Unidentified Science 7 – High Strangeness Cases

This is a work in progress –  notes on high strangeness cases and the hope, if any of a scientific approach to them. What do we mean by high strangeness cases? I mean cases that may or may not involve anomalous aerial phenomena, but go beyond even close encounters of the third kind, and also involve unexpected elements like interactions with the witness, distortions of time, and other strange events that generally fall under the broad category of “paranormal.”

I have resisted lumping paranormal experiences with UAPs, and continue to resist this, because at face value, different categories of human experience could well admit of different explanations. However, what is common in all this is the human experiencer, and in nearly all cases all we have to study are the memories of the experiencers. In Unidentified Science 3, I talked about some of the problem with eyewitness testimony, rooted in the flaws of human perception and memory, and almost as much of a problem are our oversimplified mental models of how these work.

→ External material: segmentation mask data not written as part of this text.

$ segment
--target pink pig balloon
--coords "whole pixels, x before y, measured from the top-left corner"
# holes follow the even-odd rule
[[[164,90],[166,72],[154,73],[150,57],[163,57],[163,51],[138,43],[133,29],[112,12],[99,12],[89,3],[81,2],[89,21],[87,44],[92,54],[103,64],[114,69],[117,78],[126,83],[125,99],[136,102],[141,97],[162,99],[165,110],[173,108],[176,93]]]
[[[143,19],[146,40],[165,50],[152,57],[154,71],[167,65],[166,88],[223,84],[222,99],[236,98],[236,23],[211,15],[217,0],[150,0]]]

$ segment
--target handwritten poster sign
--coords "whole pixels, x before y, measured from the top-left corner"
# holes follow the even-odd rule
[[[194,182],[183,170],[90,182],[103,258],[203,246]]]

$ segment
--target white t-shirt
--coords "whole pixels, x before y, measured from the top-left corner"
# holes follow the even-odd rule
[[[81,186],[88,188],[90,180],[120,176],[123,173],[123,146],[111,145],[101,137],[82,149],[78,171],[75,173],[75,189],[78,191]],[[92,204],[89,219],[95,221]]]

But this is not a reiteration of those concerns, real as they are. I want to make a point about high strangeness cases, and that is that we have no basis for dismissing them out of hand, or for ignoring the stranger elements, or for regarding the experiencers as mentally deranged. We have the experiencers, their memories, and what they are willing to tell us about themselves, and we are not justified in jumping to conclusions about the reality of the experiences. Note that I am not approaching these cases as a psychologist who wants to know how people could possibly remember such absurd things. That is one possible approach, although I don’t think it’s completely satisfying by itself. As a field investigator, I want to find the facts of the case, and we struggle with the facts, if any, masked by all the oddities.